Kerry and Zarif's meeting will mark the highest-level of talks between the U.S. and Iran since the 1979 Iranian revolution.
Zarif is slated to meet with Kerry and other ministers from the P5+1 group, which is negotiating a deal over Iran's nuclear energy program.
The meeting comes following the election of new Iranian President Hassan Rouhani, who is viewed as a centrist, and has reached out to the U.S.
President Obama and Rouhani are both slated to address the United Nations General Assembly meeting on Tuesday and the White House has suggested that the two leaders may briefly speak.
Press secretary Jay Carney said last week that Obama was "willing" to have a meeting but said that Tehran must show they were serious about resuming nuclear talks. He added that no meetings were "currently planned."
Deputy National Security Adviser Ben Rhodes on Monday said the White House is not ruling out a meeting between Obama and Rouhani, although he said nothing is scheduled right now.
“Kerry will be meeting with the P5 partners and the Iranian foreign minister – in an effort to hold Iran accountable while being open to a diplomatic resolution,” Rhodes told reporters traveling to New York with the president.
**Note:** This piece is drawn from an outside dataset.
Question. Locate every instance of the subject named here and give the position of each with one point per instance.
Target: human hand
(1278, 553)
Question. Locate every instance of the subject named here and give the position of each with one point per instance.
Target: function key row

Iran insists that its nuclear program is for peaceful energy purposes, but the U.S., European Union and UN have instituted sanctions, charging Tehran with secretly developing weapons.
Last week Rouhani said he had received letters from Obama after his election and called for "constructive" dialogue in an op-ed in the Washington Post.
This story was published at 11:58 a.m. and has been updated.